Overseas Shipholding Group Files for Bankruptcy
By Phil Milford and Tiffany Kary – Nov 14, 2012 8:05 AM ET
Overseas Shipholding Group Inc., the largest U.S. tanker operator, filed for bankruptcy protection after global shipping rates declined and demand for oil fell in North America and Europe.
The 64-year-old company, based in New York, listed assets of $4.15 billion and debt of $2.67 billion in a Chapter 11 filing today in U.S. Bankruptcy Court in Wilmington, Delaware.
Overseas Shipholding, with more than 100 vessels that transport oil, refined products and natural gas worldwide, reported 13 straight quarters of net losses as tanker rates plunged as much as 96 percent, according to data compiled by Bloomberg.

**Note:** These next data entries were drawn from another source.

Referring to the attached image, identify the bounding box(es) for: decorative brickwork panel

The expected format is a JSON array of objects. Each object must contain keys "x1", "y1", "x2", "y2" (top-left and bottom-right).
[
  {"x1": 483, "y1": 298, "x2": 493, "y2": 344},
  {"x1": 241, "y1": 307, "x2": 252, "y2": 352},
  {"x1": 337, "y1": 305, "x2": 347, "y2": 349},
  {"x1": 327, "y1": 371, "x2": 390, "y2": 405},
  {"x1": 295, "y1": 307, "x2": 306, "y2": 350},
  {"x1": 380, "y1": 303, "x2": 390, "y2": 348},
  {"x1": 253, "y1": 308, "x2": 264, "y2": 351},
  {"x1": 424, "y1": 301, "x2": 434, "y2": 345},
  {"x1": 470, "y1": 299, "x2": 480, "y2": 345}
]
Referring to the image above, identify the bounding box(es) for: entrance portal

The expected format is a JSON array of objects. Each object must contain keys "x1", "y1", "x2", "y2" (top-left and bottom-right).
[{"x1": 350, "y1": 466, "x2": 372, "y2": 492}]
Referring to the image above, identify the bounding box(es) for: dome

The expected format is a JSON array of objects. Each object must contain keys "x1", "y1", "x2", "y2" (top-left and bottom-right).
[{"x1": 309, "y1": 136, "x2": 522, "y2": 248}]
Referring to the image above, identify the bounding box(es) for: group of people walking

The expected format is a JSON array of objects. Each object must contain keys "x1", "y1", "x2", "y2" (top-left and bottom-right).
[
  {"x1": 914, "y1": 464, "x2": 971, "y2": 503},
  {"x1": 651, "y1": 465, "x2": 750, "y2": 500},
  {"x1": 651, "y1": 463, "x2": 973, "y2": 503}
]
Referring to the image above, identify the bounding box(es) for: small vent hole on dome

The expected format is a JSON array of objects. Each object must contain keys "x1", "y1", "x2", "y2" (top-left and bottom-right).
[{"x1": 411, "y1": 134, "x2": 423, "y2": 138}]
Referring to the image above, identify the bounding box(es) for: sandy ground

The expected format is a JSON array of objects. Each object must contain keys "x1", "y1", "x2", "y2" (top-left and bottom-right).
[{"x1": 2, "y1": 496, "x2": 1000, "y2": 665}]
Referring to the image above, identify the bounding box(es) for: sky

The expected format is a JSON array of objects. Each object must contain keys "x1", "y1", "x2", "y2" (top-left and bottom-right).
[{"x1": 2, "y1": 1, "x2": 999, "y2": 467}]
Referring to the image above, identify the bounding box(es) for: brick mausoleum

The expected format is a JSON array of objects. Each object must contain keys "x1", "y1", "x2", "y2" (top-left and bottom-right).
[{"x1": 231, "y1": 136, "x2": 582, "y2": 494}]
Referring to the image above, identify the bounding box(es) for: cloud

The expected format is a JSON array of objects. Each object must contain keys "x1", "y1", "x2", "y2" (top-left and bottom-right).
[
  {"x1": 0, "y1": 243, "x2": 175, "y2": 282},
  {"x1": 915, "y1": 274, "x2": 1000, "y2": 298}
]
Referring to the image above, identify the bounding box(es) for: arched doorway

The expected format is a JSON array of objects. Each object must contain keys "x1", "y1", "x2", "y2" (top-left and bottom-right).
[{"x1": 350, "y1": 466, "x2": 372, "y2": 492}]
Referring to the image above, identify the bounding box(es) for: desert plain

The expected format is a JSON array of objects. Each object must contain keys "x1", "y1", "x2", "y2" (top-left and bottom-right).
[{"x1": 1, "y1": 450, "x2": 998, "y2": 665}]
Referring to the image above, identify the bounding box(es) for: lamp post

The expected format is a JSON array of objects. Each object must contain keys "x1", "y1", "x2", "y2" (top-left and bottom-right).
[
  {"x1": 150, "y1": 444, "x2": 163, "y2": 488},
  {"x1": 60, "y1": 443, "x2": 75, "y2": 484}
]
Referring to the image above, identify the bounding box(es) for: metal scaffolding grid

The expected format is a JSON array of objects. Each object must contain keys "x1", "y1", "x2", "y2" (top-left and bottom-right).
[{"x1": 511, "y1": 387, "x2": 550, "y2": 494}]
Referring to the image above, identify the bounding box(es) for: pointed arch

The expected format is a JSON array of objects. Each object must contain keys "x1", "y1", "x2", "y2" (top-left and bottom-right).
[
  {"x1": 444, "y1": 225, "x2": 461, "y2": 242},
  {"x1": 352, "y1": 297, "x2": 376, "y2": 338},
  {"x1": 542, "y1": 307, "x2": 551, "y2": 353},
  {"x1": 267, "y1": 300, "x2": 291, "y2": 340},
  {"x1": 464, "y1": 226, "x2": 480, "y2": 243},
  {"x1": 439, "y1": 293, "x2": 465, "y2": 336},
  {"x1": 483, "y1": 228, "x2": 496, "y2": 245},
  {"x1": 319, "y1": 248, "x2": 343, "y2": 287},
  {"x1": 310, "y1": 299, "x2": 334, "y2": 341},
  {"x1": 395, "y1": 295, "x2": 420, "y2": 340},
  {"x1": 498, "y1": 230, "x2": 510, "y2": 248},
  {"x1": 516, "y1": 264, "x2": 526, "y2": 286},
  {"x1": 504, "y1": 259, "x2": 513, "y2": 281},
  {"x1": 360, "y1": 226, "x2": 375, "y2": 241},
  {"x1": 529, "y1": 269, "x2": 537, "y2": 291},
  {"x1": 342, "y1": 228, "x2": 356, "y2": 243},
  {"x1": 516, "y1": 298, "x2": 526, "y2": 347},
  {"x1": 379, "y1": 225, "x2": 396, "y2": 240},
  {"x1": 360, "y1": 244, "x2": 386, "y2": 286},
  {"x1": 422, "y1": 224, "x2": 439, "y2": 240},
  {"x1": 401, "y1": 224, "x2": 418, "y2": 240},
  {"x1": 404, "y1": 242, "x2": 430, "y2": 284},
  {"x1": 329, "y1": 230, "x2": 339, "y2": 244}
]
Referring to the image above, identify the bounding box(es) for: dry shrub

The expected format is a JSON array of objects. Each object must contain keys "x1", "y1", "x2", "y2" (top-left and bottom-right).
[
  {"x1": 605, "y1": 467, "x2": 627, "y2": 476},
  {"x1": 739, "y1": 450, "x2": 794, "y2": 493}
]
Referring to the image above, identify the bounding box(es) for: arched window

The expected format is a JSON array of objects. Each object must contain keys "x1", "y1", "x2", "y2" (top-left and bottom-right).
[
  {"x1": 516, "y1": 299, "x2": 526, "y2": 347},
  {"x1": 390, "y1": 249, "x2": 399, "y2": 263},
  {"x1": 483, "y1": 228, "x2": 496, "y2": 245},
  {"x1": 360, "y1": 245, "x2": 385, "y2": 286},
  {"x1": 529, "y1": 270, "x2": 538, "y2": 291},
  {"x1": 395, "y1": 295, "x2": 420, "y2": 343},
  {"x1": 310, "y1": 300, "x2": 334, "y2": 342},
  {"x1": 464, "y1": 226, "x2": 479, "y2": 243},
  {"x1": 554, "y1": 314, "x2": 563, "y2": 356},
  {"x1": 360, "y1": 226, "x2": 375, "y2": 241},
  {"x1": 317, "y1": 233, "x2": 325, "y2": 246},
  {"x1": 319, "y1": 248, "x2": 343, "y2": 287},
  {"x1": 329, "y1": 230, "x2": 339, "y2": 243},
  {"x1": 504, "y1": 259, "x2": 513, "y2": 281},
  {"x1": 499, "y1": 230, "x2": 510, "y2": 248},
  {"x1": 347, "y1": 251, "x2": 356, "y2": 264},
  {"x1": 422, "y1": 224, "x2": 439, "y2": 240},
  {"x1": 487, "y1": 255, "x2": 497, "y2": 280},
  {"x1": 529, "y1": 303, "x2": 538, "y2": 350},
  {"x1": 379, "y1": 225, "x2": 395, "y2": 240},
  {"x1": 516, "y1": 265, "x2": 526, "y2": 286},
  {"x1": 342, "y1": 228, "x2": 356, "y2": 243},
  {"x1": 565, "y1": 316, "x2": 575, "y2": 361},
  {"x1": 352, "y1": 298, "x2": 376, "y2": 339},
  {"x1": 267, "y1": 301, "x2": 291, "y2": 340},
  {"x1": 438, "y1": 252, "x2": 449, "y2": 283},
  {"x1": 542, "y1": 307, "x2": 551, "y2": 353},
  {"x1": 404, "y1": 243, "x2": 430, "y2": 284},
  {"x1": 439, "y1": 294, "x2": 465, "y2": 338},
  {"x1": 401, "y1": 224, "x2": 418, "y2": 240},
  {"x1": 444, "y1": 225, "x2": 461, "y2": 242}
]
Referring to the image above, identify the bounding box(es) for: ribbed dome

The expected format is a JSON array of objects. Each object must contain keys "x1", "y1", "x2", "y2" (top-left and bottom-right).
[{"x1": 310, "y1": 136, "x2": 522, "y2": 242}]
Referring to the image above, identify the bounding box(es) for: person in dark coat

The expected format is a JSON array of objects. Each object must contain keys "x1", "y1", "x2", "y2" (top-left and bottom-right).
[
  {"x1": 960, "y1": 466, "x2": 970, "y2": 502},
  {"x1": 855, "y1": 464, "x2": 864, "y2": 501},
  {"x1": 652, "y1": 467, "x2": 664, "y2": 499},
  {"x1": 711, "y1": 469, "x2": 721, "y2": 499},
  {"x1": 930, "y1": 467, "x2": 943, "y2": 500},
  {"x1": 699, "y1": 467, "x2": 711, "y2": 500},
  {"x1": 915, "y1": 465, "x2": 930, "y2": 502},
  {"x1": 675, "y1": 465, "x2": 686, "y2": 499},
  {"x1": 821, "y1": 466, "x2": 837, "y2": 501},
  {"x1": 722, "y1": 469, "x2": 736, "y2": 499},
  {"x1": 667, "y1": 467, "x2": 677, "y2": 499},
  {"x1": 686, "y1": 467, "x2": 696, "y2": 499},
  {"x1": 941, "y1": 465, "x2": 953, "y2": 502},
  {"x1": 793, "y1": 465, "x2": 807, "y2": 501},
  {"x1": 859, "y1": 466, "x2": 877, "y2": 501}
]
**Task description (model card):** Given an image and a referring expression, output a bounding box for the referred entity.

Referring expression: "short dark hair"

The company had its debt downgraded on concerns about a February loan deadline and said Oct. 22 that it may need to reorganize because of tax issues.
Weaker oil demand in the U.S. and Europe caused by the economic slowdown and warmer winters led to a reduction in ships crossing the Atlantic, where Overseas Shipholding’s fleet is concentrated, the company said in a report on its quarter ended June 30. In addition, an influx of carriers from Asia boosted competition, the company said.
Overseas Shipholding has about 3,600 employees, including 3,170 seafarers, and offices in cities including Athens, London, Singapore and Tampa, Florida, according to its website. It was founded in 1948, incorporated in 1969 and listed on the New York Stock Exchange in 1973.
Moody’s Investors Service reduced its rating on the company’s bonds in August, citing lower shipping rates, excess tanker capacity and questions about whether Overseas Shipholding could raise money in time to meet loan covenants, even though many of its ships weren’t yet pledged as collateral.
“Moody’s does not expect average annual tanker freight rates to meaningfully strengthen above their 2011 levels before well into 2013,” analysts led by Jonathan Root in New York wrote in an Aug. 2 report. Ship sales to raise money were unlikely because market values for oil tankers “remain in the doldrums,” Root wrote.
Later that month, the company announced that it would be about $100 million short of funds needed to repay $1.5 billion in loans by February.
Overseas Shipholding said in an Oct. 22 regulatory filing that it was evaluating options, including bankruptcy, after a tax review prompted its audit committee to consider whether financial statements for the three years leading up to Dec. 31, 2011, should be restated. The issue was about how it accounted for taxes, given its U.S. base and international operations.
A decline in shipping rates since the 2008 financial crisis has helped to drive other ocean-transport companies into bankruptcy, including General Maritime Corp., Korea Line Corp. (005880), Britannia Bulk Plc, Armada (Singapore) Pte Ltd. and Transfield ER Cape. Humpuss Sea Transport Pte Ltd., a Singapore-based unit of an Indonesian company, filed for liquidation in Singapore and in the U.S. this year.
Overseas Shipholding as of June 30 had pledged 15 vessels, worth 29 percent of its book value, as collateral for secured loans, according to its website.
The company’s publicly traded debt includes $64 million in 8.75 percent senior unsecured notes due in 2013, $300 million in 8.125 percent notes due in 2018 and $146 million in 7.5 percent senior unsecured notes due in 2014.
Overseas Shipholding’s shares, which traded as high as $91.49 in 2007, have declined 90 percent this year to close at $1.13 yesterday.
The case is In re Overseas Shipholding Group Inc. (OSG), 12- bk-20000, U.S. Bankruptcy Court, District of Delaware (Wilmington).